1. What is premature birth?

  • It is a birth that occurs before the normal term of pregnancy is 40 to 41 weeks. The WHO (World Health Organization) defines as premature any birth occurring before 37 weeks of amenorrhea (absence of menstruation). There are four stages of prematurity: the small prematurity (from the beginning of the 33rd SA to the end of the 36th), the great prematurity (between the 28th and the 32nd SA), the very great prematurity, and the extreme prematurity. The limit of viability of a baby, below which it will not be resuscitated, is fixed at 22-23 weeks of amenorrhea and at a weight of at least 500 grams.

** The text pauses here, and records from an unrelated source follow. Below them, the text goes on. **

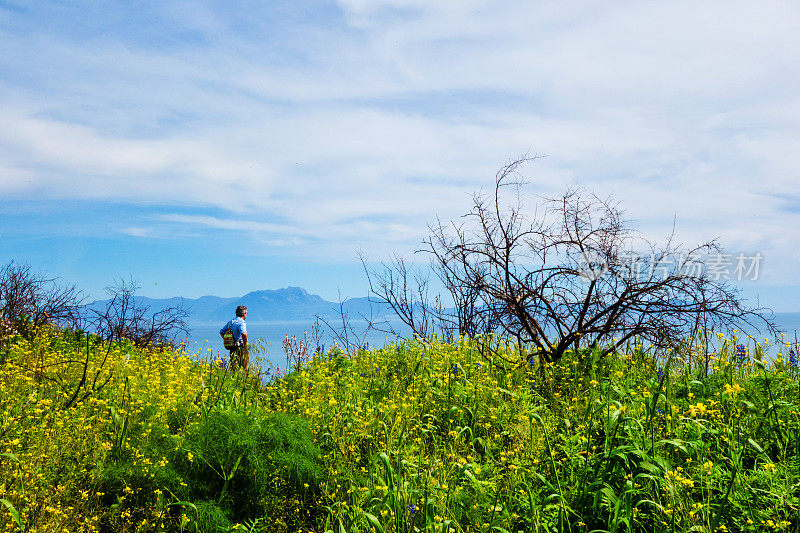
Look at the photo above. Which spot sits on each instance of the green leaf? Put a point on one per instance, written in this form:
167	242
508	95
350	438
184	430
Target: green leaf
373	521
755	445
678	443
14	513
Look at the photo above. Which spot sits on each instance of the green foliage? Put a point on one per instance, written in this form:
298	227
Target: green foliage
414	437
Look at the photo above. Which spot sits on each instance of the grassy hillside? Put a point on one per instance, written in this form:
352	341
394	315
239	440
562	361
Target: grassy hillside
415	437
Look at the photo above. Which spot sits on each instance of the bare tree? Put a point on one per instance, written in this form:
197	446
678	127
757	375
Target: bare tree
123	317
407	292
572	272
28	298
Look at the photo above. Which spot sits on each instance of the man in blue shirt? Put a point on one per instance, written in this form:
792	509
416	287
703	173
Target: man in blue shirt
239	355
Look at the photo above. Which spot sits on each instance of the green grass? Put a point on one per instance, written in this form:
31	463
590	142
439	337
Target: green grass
414	437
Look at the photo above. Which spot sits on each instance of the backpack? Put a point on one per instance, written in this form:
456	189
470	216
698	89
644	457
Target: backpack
228	340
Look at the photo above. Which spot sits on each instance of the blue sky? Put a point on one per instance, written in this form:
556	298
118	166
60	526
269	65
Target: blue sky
222	147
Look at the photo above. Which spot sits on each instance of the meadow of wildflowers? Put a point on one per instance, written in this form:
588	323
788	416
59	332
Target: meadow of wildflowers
417	436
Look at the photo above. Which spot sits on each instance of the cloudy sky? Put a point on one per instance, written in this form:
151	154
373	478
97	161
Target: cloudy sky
222	147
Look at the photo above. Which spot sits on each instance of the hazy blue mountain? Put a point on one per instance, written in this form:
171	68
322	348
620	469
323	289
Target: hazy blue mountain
290	303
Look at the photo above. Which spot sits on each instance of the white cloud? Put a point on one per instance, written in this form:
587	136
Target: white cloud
359	131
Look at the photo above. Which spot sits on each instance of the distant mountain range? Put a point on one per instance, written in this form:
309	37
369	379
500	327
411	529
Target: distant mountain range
291	303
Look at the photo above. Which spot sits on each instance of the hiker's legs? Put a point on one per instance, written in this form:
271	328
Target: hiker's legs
239	358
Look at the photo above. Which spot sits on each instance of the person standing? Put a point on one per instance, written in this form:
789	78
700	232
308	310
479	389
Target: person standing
238	354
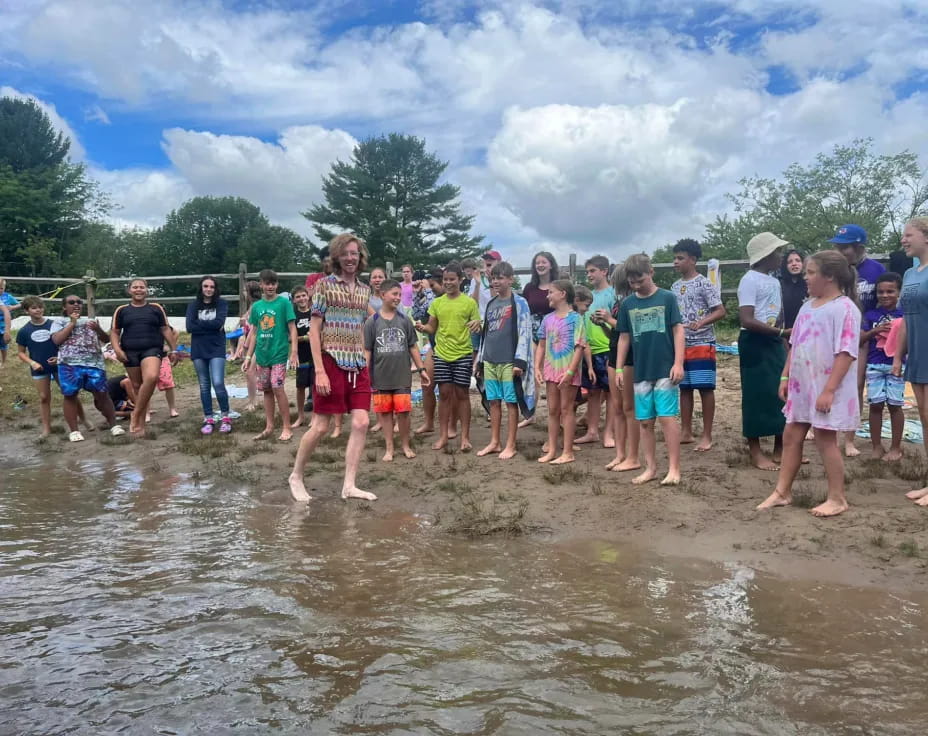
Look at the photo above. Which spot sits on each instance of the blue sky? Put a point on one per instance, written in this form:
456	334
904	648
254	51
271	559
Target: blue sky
571	125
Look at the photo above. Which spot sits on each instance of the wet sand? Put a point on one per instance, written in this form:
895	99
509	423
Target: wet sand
881	541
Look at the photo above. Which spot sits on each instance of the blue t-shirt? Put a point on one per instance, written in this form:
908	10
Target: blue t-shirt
37	339
875	318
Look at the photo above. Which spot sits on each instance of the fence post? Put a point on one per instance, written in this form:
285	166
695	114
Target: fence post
242	290
90	289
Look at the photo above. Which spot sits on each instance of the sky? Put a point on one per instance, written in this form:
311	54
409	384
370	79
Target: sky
574	126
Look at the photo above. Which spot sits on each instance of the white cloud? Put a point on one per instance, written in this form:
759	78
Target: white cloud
77	152
564	126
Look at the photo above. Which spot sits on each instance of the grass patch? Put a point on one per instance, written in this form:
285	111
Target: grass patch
474	516
560	474
807	498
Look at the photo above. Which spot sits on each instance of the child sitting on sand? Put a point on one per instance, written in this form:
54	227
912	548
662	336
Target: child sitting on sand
819	382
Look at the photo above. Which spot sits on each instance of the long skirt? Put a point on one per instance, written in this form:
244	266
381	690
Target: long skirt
762	359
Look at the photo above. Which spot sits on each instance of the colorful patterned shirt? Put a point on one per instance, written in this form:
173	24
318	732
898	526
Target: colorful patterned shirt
343	310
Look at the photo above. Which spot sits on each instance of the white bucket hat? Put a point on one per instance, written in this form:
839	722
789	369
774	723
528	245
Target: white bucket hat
761	246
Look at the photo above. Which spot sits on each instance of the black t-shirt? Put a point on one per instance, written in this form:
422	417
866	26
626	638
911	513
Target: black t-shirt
140	327
304	352
114	388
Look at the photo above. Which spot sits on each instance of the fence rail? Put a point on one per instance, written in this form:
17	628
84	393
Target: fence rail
90	282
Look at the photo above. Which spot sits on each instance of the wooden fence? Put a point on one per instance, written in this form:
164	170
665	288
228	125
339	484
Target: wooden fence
91	283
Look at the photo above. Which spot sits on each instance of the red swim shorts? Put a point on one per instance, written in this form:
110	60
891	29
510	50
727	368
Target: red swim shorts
350	390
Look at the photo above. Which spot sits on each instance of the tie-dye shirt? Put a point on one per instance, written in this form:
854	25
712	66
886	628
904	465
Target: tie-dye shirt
561	335
343	310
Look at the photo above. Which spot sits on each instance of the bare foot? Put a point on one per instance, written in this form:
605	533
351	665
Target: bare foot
830	508
298	490
776	499
646	477
354	492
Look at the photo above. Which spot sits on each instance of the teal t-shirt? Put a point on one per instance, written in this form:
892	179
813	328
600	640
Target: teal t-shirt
649	322
597	335
270	320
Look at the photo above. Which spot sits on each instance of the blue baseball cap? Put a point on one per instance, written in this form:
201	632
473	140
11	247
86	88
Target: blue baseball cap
850	235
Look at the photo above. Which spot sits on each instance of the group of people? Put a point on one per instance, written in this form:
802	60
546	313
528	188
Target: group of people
625	347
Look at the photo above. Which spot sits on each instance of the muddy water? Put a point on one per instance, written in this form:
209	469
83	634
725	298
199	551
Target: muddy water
156	604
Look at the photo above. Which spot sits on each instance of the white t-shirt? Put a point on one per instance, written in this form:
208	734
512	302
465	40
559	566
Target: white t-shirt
762	292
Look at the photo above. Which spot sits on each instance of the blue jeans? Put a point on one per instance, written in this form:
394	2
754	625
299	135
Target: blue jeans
212	373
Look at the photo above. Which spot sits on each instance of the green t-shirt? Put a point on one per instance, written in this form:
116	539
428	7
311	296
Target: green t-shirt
649	321
452	340
597	335
270	320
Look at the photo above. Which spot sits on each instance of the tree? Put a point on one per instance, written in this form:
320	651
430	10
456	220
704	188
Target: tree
45	200
807	204
215	234
389	193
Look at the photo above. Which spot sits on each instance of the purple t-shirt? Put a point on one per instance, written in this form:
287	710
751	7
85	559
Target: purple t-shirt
868	271
874	318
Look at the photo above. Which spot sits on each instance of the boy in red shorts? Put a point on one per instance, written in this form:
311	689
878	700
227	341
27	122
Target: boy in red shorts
341	304
389	343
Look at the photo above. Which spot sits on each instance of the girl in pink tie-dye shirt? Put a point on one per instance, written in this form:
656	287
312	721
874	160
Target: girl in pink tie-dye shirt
818	385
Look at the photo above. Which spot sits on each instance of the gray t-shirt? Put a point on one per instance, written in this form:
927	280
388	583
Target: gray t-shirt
498	346
915	312
389	341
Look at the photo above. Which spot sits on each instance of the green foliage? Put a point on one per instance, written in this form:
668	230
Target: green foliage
390	195
45	200
806	203
214	235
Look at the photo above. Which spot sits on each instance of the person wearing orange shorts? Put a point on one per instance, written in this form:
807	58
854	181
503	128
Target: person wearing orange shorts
390	342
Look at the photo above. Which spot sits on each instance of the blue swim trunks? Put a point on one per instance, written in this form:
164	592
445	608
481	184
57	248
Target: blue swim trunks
656	399
73	378
497	383
883	387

2. What are the causes of premature birth?

  • They are multiple. In the first type of prematurity - spontaneous prematurity, when work is triggered spontaneously - we often find infectious causes. The second type of prematurity is a decision of the obstetrical team because of risks to the mother and the child. In this case, premature birth most often occurs in the context of severe maternal hypertension, severe growth retardation in the baby, or maternal bleeding. It accounts for nearly 45% of deliveries before the 33rd week of amenorrhea.

3. What's going on in parents' heads during an early birth?

  • One often underestimates the enormous guilt felt by the mother, and the couple. "But what could I do to give birth so soon? How can I be a good parent when I could not carry my pregnancy to term? What will happen to my baby when he grows up? ? "All these questions invade parents who also live as a test the fact of not being able to really live this meeting with the baby that is a birth: no skin with immediate skin, no care to give, but a baby whose we are separated by sophisticated medical machinery. Parents have the impression of not welcoming their baby, missing important moments.